Fruit Salsa with Cinnamon Chips

1 cup finely chopped fresh strawberries
1 medium navel orange, peeled and finely chopped
3 medium kiwi, peeled and finely chopped
1 (8 oz.) can unsweetened crushed pineapple, drained
1/2 peach, finely chopped
1 tablespoon lemon juice
1 1/2 teaspoon sugar

In a small bowl, combine the first seven ingredients. Cover, refrigerate until serving.

Cinnamon chips:
10 flour tortillas (8 inch) - (I might try wheat tortillas this time)
1/4 cup butter, melted
1/3 cup sugar
1 teaspoon ground cinnamon

Combine sugar and cinnamon. Brush tortillas with butter. Sprinkle with the cinnamon/sugar. Cut into eight wedges. Place on ungreased baking sheets. Bake at 350 degrees for 5-10 minutes or until crisp. Serve with fruit salsa.

Thursday, February 4, 2010

This Time

A few weeks ago, I began preparing for this coming Saturday, the day when I was supposed to drive to Penn State University. Penn State is my alma mater, and my family had planned to enjoy watching my son's college swim team (Lehigh University) compete against PSU. In preparation for this event, I'd made all the necessary arrangements: the dog was going to be placed in a good home for two nights, I'd cancelled all other commitments for that particular weekend, and I'd previously purchased a cute valentine and lots of bagged candy to give to my son when we'd see him and chat together after the meet. As the last several days crept by, anticipating seeing Patrick and watching him compete from the tall bleachers inside the "nat" (the abbreviation we used to use for the natatorium, or pool) were images that I'd happily replayed in my mind several times a day. I was so ready to go!

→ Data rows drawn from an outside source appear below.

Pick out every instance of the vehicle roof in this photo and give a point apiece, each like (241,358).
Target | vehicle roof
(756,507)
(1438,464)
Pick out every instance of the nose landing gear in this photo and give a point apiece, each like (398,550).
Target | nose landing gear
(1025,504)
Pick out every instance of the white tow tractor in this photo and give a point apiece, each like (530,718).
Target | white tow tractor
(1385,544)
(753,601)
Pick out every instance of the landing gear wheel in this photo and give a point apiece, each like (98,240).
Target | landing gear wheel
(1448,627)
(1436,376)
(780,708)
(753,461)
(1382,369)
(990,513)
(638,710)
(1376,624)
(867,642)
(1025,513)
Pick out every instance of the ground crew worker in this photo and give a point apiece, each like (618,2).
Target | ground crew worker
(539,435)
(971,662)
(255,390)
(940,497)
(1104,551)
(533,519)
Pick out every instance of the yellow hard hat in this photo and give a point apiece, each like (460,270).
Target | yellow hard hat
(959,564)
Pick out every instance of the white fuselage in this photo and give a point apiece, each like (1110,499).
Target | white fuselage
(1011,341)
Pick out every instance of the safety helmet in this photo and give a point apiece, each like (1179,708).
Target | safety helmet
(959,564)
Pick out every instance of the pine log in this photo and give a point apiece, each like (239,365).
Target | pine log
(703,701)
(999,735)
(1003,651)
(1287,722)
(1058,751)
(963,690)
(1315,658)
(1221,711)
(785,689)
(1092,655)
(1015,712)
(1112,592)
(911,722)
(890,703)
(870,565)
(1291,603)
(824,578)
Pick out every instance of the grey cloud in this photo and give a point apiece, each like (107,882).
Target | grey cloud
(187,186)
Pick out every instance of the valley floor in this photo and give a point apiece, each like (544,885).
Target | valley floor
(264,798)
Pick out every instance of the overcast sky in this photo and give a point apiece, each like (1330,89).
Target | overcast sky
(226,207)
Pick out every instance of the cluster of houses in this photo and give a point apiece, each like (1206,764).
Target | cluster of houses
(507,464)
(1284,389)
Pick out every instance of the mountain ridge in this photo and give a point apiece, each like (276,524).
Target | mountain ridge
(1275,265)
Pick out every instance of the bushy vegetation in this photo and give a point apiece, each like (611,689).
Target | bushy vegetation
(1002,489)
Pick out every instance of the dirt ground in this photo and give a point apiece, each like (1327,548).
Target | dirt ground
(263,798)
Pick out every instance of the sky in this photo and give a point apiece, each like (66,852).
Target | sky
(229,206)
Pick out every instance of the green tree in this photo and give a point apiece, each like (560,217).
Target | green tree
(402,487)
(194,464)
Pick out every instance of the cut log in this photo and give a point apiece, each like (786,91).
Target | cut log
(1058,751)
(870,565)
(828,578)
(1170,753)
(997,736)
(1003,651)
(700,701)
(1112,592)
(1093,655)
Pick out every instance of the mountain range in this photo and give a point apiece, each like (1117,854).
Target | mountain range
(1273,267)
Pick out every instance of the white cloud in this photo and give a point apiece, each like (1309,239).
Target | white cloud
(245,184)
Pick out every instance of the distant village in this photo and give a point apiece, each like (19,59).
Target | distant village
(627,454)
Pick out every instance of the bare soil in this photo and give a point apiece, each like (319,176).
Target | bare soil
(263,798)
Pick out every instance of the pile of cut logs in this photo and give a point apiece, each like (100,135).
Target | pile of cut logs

I hadn't been back to PSU in more than 25 years, since graduation. The student life I enjoyed back then seems like a different age in my life; I am definitely a different person now than I was at that time. Lately, and in an odd sort of way, I'd found myself really looking forward to seeing Patrick compete at the school where I studied, ate, slept, (yes, even partied) walked to classes, and lived for four years.

Now, due to the predicted storm which is supposed to dump anywhere from one to two feet of the snow beginning tomorrow morning, I find myself once again preparing, preparing not to go to the swim meet. The extra milk, bread and eggs are tucked away, just in case the blizzard makes traveling impossible. My husband's already stowed several gallons of water in the garage, just in case the pump's electrical system which delivers the energy to our well (yes, we obtain our water via a deep well, as antiquated as it may sound) is frozen again we're unable to get water. Plenty of food's here. Heat's not a problem; our propane heater works fine. I think we've got it all covered.

We're as prepared for this "blizzard" as anyone can be. Normally, I'd be feeling a sense of childlike happiness, or just plain joy, in waking up to find layers upon layers of snow. This time is different. This time I really longed to see Patrick, to watch him compete, to cheer, ironically, for the "away team," (or Patrick's team), and to relish in the college memories that I have tucked away in my brain from days gone by.

Maybe the swim meet will be postponed. But the chance that it will be rescheduled to take place 0n a weekend when we're all available to travel the two-and-a-half- hour ride is slim.

So now, as I prepare for something quite different, namely this inconvenient storm, I also need to prepare myself for missing out on a weekend of memories.

This time will be different, however.

This time, as disappointed as I am in not seeing my son compete at my alma mater, I'll remember to thank God that I am here, right now, with my two daughters and my husband, and that we are all well. We're all well, and although life throws us a curve ball sometimes and it smashes our plans, I need to keep in mind that as trite as it sounds, I'm just happy to be here. Right now, and at this time, I am so very happy to be here.

So, bring on the snow. I am as so ready!